Bart se redressa un peu et le fixa d'un air mauvais.
- « Un père digne de ce nom n'aurait pas négliger son enfant comme tu l'as fait ! Tu n'as jamais été là ! JAMAIS ! Tu ne fait plus partie de ma famille désormais ! Ma seule famille c'est mon Maître et je ferais tout pour lui ! TOUT ! Parce que lui me prend en considération ! Parce que lui me fait confiance ! »
- « C'est un monstre et un assassin ! »
- « Il a des valeurs qui ne sont pas les tiennes ! Tu n'es qu'un pauvre homme ! Regarde toi ! Tu es pitoyable ! Tu as tout perdu, TOUT ! Ta bêtise, ton égoïsme t'a fait perdre tout ce que tu avais ! Regarde moi ! Lequel de nous deux a le plus réussit ! »
- « Tu es fou ! »
- « Peut-être ! Mais je suis vivant et en position de force ! Et je vais enfin pouvoir te tuer ! »
- « Non ! Bart, pense à ta mère ! Ne me tue pas ! Ta mère n'aurait pas voulu que tu me tue ! »
- « Mais qu'est-ce que tu en sais toi ? De ce que Maman pouvait vouloir ! » hurla Bart alors que des larmes de rage se formaient aux coins de ses yeux « Tu n'as réussit qu'à la rendre malheureuse ! Tu n'as fait que l'ignorer et la délaisser ! Elle s'ennuyait à mourir, elle n'avait que moi ! Elle a préféré me sauver moi plutôt que de rester près de toi alors dis moi… Qu'est-ce que tu savais d'elle ?! »
Bart tremblait de rage. Il sentait qu'il ne pourrait plus se contenir encore longtemps.
- « Le moment est venu de faire enfin quelque chose de bien ! Je vais te tuer ! »
- « Bart ! Je suis ton père ! » supplia alors Barty Sr en tombant à genoux devant lui « Je suis ton père… pitié ! Je n'ai peut-être pas été un bon père, mais je suis là maintenant et malgré tout je t'ai aimé ! Mal, mais je t'ai aimé ! Ta mère aussi ! Bart je t'en supplie ! Je peux me racheter ! »

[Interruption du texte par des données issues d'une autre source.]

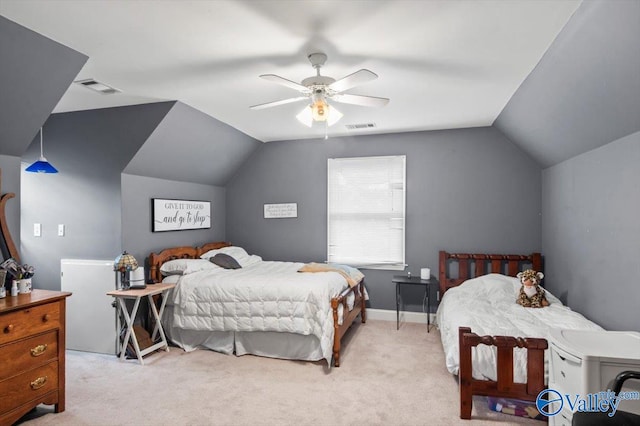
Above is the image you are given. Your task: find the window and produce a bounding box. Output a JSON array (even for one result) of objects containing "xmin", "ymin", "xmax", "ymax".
[{"xmin": 327, "ymin": 155, "xmax": 406, "ymax": 270}]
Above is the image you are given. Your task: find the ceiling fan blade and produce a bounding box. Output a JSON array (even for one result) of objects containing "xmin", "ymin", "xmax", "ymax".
[
  {"xmin": 260, "ymin": 74, "xmax": 311, "ymax": 93},
  {"xmin": 329, "ymin": 69, "xmax": 378, "ymax": 92},
  {"xmin": 249, "ymin": 96, "xmax": 309, "ymax": 109},
  {"xmin": 331, "ymin": 94, "xmax": 389, "ymax": 107}
]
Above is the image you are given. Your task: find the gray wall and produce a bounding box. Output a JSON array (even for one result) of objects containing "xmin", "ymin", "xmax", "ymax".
[
  {"xmin": 122, "ymin": 174, "xmax": 226, "ymax": 272},
  {"xmin": 227, "ymin": 128, "xmax": 541, "ymax": 310},
  {"xmin": 124, "ymin": 102, "xmax": 262, "ymax": 185},
  {"xmin": 542, "ymin": 132, "xmax": 640, "ymax": 330},
  {"xmin": 0, "ymin": 16, "xmax": 87, "ymax": 156},
  {"xmin": 0, "ymin": 155, "xmax": 20, "ymax": 262},
  {"xmin": 21, "ymin": 102, "xmax": 173, "ymax": 290},
  {"xmin": 495, "ymin": 0, "xmax": 640, "ymax": 167}
]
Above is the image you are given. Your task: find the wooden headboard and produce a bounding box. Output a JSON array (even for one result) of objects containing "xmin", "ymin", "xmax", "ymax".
[
  {"xmin": 148, "ymin": 241, "xmax": 231, "ymax": 283},
  {"xmin": 438, "ymin": 251, "xmax": 542, "ymax": 297}
]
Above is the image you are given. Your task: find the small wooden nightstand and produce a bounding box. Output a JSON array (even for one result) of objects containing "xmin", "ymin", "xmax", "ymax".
[
  {"xmin": 392, "ymin": 275, "xmax": 439, "ymax": 333},
  {"xmin": 107, "ymin": 284, "xmax": 176, "ymax": 365}
]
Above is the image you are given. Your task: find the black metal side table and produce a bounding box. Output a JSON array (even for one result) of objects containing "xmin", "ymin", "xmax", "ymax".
[{"xmin": 392, "ymin": 275, "xmax": 440, "ymax": 333}]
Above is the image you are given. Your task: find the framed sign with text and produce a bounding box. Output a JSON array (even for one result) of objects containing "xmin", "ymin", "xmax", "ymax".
[
  {"xmin": 151, "ymin": 198, "xmax": 211, "ymax": 232},
  {"xmin": 264, "ymin": 203, "xmax": 298, "ymax": 219}
]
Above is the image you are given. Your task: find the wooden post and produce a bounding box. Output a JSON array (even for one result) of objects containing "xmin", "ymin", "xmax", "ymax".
[
  {"xmin": 458, "ymin": 327, "xmax": 473, "ymax": 419},
  {"xmin": 0, "ymin": 169, "xmax": 20, "ymax": 262}
]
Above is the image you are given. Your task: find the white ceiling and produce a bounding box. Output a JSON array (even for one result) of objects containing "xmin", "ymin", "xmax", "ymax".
[{"xmin": 0, "ymin": 0, "xmax": 581, "ymax": 142}]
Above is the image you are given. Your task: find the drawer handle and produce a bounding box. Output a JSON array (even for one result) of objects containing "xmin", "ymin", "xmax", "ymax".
[
  {"xmin": 31, "ymin": 345, "xmax": 47, "ymax": 357},
  {"xmin": 31, "ymin": 376, "xmax": 47, "ymax": 390}
]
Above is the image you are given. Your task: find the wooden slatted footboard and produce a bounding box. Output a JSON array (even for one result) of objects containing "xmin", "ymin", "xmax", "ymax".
[
  {"xmin": 331, "ymin": 279, "xmax": 367, "ymax": 367},
  {"xmin": 458, "ymin": 327, "xmax": 548, "ymax": 419}
]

- « Non, c'est trop tard ! » répliqua froidement Bart Croupton avant de lacer un Avada Kedavra qui terrassa immédiatement son géniteur.
Bartémius Croupton Sr tomba raide mort sur le plancher poussiéreux d'un studio sordide. Sans autre forme de procès, Bart jeta un sort au corps qui gisait devant lui pour le ramener à l'état d'un simple os qu'il ramassa. Il le glissa dans sa poche et quitta l'appartement. Il transplana immédiatement et se retrouva bientôt devant les grilles de Poudlard. Il regarda le château d'un air amusé. Si son père n'avait pas eu si peur et s'il était resté dans l'enceinte du château, il lui aurait été impossible de le tuer… Il faut croire que la crainte pousse souvent les gens à faire des folies. Bart longea un long moment les murs d'enceinte de la propriété de Poudlard. Lorsqu'il reconnut que de l'autre côté de la muraille se trouvait la Forêt interdite, il jeta l'os négligemment. Il entendit le bruit sourd de sa chute sur le sol meuble. C'est alors que les larmes le gagnèrent. Il s'appuya sur le mur un moment, incapable de retenir les larmes qui s'écoulaient. Il pleurait des larmes de joie et de peine mêlées.